Achievements and titles
- Personal bests: Snatch: 137 kg (2016); Clean & Jerk: 170 kg (2016); Total: 307 kg (2016, WR);

Medal record
Men's Weightlifting
Olympic Games
| Gold medal – first place | 2008 Beijing | –56 kg |
| Gold medal – first place | 2016 Rio de Janeiro | –56 kg |
World Championships
| Gold medal – first place | 2009 Goyang | –56 kg |
| Silver medal – second place | 2010 Antalya | –56 kg |
| Silver medal – second place | 2013 Wrocław | –56 kg |
| Bronze medal – third place | 2014 Almaty | –56 kg |

= Long Qingquan =

Chinese weightlifter (born 1990)

Long Qingquan (龙清泉 (龍清泉, Lóng Qīngquán), born December 3, 1990) is a Chinese weightlifter of Miao ethnicity. He is a two-time Olympic champion in the 56 kg weight division.

==Career==
Long qualified for the 56 kg class at the 2008 Summer Olympics in Beijing, where he won a gold medal in the 56 kg weightlifting. He achieved two junior world records on his way to winning the gold in the men's weightlifting 56 kg category. The following year, he won the gold medal in the 56 kg category at the 2009 World Weightlifting Championships, with 292 kg in total.
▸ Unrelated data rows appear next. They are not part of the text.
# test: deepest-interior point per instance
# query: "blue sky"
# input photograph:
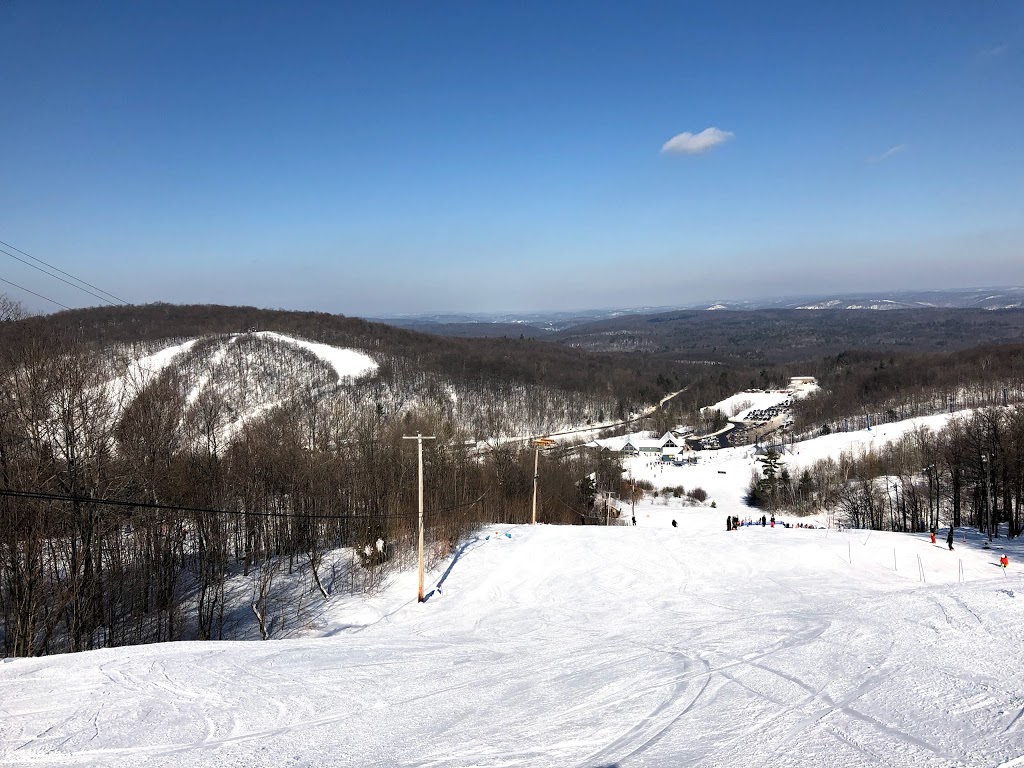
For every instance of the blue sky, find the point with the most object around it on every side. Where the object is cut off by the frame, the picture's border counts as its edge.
(386, 158)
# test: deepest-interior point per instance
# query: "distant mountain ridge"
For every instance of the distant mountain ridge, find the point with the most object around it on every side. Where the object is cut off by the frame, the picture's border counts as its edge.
(540, 324)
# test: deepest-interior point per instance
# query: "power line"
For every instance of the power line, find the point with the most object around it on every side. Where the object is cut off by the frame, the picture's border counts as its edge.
(67, 282)
(39, 496)
(67, 274)
(34, 293)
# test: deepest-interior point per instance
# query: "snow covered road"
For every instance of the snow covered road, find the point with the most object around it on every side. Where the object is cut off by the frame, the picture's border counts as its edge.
(582, 646)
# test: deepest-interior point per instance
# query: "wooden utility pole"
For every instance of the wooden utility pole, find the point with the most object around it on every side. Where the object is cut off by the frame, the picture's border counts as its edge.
(988, 497)
(419, 441)
(538, 446)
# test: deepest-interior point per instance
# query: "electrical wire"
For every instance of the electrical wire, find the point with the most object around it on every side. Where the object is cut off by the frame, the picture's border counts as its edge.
(57, 269)
(23, 288)
(67, 282)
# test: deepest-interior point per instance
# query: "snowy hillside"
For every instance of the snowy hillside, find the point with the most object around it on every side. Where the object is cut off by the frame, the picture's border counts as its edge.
(592, 646)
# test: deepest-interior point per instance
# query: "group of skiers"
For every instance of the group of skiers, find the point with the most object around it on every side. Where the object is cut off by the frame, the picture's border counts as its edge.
(949, 538)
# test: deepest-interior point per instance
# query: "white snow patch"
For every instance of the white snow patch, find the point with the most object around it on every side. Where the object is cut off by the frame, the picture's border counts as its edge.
(349, 364)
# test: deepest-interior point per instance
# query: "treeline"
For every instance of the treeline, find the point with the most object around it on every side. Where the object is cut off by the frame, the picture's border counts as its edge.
(629, 380)
(289, 485)
(967, 473)
(862, 387)
(782, 336)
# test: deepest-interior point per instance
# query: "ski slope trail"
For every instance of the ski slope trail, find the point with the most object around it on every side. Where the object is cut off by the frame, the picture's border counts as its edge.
(582, 646)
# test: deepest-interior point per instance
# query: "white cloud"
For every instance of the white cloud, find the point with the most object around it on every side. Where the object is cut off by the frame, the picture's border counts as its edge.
(993, 52)
(694, 143)
(887, 154)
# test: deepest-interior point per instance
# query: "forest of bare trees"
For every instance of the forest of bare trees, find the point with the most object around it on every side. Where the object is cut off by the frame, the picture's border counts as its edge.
(971, 472)
(128, 509)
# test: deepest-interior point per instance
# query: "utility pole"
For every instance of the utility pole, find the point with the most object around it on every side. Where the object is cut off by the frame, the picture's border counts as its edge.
(988, 497)
(419, 441)
(538, 446)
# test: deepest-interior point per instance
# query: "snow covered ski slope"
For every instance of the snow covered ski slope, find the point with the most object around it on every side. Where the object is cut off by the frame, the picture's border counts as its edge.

Long failed to defend his title in 2010, losing out to compatriot Wu Jingbiao, and did not qualify for the 2011 Championships. He again lost out to Wu during the national trials for the 2012 Summer Olympics in London. Long took silver at the next World Championship meet in 2013, behind 2012 Olympic champion Om Yun-chol, and a bronze medal in 2014. He failed to register a lift at the 2015 World Weightlifting Championships.

At the 2016 Summer Olympics in Rio de Janeiro, Long won a gold medal in the 56 kg category with a new world record of 307 kg, surpassing Halil Mutlu's world record of 305 kg set at Sydney Olympics 16 years ago.